Daniel Day Lewis is mesmerising, he won the Best Actor Oscar for his performance and it was more than well-deserved. He had a difficult task of trying to make a major historical figure authentic. He does that just by his enigmatic presence and penetrating eyes alone, it is a very authoritative and thoughtful performance. He is very well supported by a large- perhaps by some people too large- cast. Some can have a tendency to speak it a little too quickly but the intent is there and I can definitely understand why, having to do assessed college presentations I've been in that boat. Sally Field makes the most of a rather unsympathetic role, which may have been a reason for why some didn't like her performance, I thought she gave her all and her rapport with Day Lewis is strong. Tommy Lee Jones has the juiciest dialogue of the film(some of it had me quietly chuckling actually),and he relishes it in one of his best supporting performances in recent years.

Overall, a great film but understandably it is one that not everybody is going to be thrilled by. 9/10 Bethany Cox

Reviewed by bkoganbing10 / 10

"These dead shall not have died in vain"

Stephen Spielberg did some meticulous research or maybe I should say that Doris Kearns Goodwin did some for him when she wrote her best seller Team Of Rivals about Lincoln and his Cabinet during the Civil War. Otherwise Lincoln the film wouldn't be a film destined to win a lot of awards next year. Spielberg had it all down, including the club foot that Thaddeus Stevens had.

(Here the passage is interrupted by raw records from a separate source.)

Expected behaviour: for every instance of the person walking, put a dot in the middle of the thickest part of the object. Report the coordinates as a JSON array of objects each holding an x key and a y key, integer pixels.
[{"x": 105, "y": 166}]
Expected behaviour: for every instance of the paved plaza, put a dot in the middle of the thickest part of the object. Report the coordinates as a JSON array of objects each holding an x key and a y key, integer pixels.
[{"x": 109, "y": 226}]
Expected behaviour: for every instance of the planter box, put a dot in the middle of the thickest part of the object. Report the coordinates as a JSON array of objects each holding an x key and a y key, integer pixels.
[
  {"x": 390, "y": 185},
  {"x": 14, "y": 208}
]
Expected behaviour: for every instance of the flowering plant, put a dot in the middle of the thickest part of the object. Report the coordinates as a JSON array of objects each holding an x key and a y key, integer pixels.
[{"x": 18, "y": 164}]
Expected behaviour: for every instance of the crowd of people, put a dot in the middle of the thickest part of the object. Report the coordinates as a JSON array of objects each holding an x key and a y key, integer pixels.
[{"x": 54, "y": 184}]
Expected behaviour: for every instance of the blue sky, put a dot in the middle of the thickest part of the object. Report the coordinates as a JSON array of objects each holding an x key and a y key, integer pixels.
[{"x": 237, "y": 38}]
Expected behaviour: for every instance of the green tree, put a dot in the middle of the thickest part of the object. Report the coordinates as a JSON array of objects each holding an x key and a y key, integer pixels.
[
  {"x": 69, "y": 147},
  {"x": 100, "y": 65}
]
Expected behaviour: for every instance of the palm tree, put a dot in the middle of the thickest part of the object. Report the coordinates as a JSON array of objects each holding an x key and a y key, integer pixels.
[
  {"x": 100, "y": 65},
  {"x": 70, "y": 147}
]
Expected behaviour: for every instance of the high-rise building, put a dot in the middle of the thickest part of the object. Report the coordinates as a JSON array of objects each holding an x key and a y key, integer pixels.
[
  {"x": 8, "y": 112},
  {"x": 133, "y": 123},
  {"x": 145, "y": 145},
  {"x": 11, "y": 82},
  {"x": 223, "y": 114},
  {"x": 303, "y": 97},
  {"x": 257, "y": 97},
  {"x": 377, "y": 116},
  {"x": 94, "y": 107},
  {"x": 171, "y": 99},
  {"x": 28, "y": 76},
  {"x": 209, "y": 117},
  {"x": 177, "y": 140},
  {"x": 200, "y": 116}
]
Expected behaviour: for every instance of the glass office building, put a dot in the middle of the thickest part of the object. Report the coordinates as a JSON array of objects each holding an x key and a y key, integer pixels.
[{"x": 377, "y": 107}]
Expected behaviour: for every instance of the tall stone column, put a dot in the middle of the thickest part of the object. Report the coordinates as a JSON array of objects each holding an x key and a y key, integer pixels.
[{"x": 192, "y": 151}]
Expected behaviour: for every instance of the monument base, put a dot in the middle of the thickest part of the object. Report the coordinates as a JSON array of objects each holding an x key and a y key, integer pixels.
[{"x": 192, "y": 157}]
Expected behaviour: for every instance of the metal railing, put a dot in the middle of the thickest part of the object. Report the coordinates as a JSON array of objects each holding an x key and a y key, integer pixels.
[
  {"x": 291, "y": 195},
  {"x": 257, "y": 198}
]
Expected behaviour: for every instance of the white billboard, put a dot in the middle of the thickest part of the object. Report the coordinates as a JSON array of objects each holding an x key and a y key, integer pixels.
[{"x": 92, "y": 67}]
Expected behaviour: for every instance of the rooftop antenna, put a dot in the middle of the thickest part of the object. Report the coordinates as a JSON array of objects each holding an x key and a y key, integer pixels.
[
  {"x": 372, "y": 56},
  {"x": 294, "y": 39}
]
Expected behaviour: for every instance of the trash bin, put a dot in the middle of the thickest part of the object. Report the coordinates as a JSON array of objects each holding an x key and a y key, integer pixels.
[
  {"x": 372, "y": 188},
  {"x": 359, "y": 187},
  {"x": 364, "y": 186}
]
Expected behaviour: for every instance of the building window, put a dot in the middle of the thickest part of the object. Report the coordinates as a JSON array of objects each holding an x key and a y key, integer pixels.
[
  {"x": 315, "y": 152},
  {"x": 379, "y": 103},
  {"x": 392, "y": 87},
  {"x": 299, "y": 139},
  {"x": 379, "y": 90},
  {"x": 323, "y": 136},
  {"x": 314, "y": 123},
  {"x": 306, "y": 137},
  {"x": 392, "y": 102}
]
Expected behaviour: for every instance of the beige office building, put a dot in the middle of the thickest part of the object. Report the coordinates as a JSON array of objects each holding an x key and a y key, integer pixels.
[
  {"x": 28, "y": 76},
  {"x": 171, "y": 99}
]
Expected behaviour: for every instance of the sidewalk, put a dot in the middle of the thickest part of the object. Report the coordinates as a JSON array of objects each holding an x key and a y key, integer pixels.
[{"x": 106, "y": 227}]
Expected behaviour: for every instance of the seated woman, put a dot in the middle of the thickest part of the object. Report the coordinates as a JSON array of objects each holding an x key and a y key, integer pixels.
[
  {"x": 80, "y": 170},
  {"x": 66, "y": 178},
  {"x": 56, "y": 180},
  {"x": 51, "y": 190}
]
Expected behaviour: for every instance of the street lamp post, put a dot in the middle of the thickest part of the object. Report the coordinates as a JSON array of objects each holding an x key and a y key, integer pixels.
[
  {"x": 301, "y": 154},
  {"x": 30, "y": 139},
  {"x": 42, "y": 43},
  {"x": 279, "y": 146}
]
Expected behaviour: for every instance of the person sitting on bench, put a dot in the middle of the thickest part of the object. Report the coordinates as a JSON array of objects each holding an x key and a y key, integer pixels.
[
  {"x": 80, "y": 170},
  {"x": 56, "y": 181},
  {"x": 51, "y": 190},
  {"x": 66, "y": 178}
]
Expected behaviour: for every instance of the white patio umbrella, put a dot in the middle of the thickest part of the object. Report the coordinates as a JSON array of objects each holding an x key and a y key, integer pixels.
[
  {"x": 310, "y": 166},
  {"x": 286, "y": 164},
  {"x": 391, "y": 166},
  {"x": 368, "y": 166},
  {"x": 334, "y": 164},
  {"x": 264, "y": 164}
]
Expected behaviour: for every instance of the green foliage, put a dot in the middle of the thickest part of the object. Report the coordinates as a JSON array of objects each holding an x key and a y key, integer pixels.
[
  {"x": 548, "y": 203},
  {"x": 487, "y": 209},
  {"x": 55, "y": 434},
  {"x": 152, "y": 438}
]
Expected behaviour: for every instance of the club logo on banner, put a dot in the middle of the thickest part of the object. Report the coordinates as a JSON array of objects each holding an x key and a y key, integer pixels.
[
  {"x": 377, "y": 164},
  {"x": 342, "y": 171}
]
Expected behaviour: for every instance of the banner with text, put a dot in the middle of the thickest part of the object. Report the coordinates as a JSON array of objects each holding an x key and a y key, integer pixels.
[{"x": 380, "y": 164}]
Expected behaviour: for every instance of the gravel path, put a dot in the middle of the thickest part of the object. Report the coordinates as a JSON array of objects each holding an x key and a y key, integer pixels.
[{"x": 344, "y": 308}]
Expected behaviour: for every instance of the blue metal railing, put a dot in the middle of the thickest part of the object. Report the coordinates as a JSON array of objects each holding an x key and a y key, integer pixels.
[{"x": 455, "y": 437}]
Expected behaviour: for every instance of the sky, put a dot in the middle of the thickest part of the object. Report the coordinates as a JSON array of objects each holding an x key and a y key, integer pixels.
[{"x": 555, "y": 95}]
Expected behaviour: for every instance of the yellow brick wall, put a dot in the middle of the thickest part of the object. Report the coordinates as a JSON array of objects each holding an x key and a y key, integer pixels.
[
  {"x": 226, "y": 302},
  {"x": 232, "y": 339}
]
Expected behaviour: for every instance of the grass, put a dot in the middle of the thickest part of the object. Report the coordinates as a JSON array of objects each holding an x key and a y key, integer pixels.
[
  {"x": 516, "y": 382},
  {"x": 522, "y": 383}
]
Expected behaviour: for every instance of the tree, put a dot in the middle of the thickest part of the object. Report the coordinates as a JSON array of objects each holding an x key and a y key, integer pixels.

By the time that 1865 rolled around a most war weary public just wanted an end and they could see it in sight with Grant battering Lee in Virginia and taking some heavy casualties every time out and Sherman coming up from Georgia through the Carolinas after Joe Johnston. However the man in the White House had a deeper concern, he wanted something out of the war, something lasting. Like an end to slavery once and for all.

So with the Confederates looking to salvage their Slaveocracy and sending peace commissioners and the Radical Republicans like Charles Sumner in the Senate and Thaddeus Stevens in the House wanting abolition once and for all, Lincoln steered a tricky course through public opinion to get the 13th amendment to the Constitution abolishing slavery.

In a nutshell the film Lincoln is about one of the lines from his famous Gettysburg Address. Abraham Lincoln wanted to know in his heart that the people he memorialized, who lay beneath the soil at Gettysburg, died for a noble purpose. As he said on that occasion, "these dead shall not have died in vain".

Not everyone in politics is in it for anything noble however and the President of the United States had more in the way of patronage to make things happen that he wanted. God only knows for instance what Lyndon Johnson had to offer to bring a few votes along to pass the Civil Rights Act of 1964. Not everyone voted for that strictly to memorialize the late John F. Kennedy. Lincoln was an old hand at that from his years in Illinois.

Daniel Day-Lewis and Sally Field make a splendid Abe and Mary Lincoln and Spielberg gave us enough of a view of the home life at the White House with the two surviving sons. Robert Lincoln who was more his mother's son than his father's except he inherited Lincoln's ability as a lawyer wanted very much to serve in the Civil War. But Mary Lincoln lost her two boys between Robert and Tad and did not want to lose her oldest in the war. So Robert unlike his father who studied law by candlelight and clerked, got a Harvard education instead. Joseph Gordon-Levitt plays Robert and young Gulliver McGrath plays the mischievous Thomas Todd 'Tad' Lincoln.

Of the supporting cast Thaddeus Stevens as played by Tommy Lee Jones is most memorable. Stevens who unofficially led the Radicals was a man way ahead of his time. His 'housekeeper' was a black woman with whom he had two daughters whom he could not marry because of miscegenation laws. He wanted full equality for all and did not care who knew it. Later on he led the effort to impeach Lincoln's successor Andrew Johnson who as Vice President-elect plays no role here as most Vice Presidents do. That whole story is told albeit with a different historical slant in the film Tennessee Johnson with Van Heflin as Johnson and Lionel Barrymore as Stevens.

I think the only question remaining is how many Oscars Lincoln will pick up next year.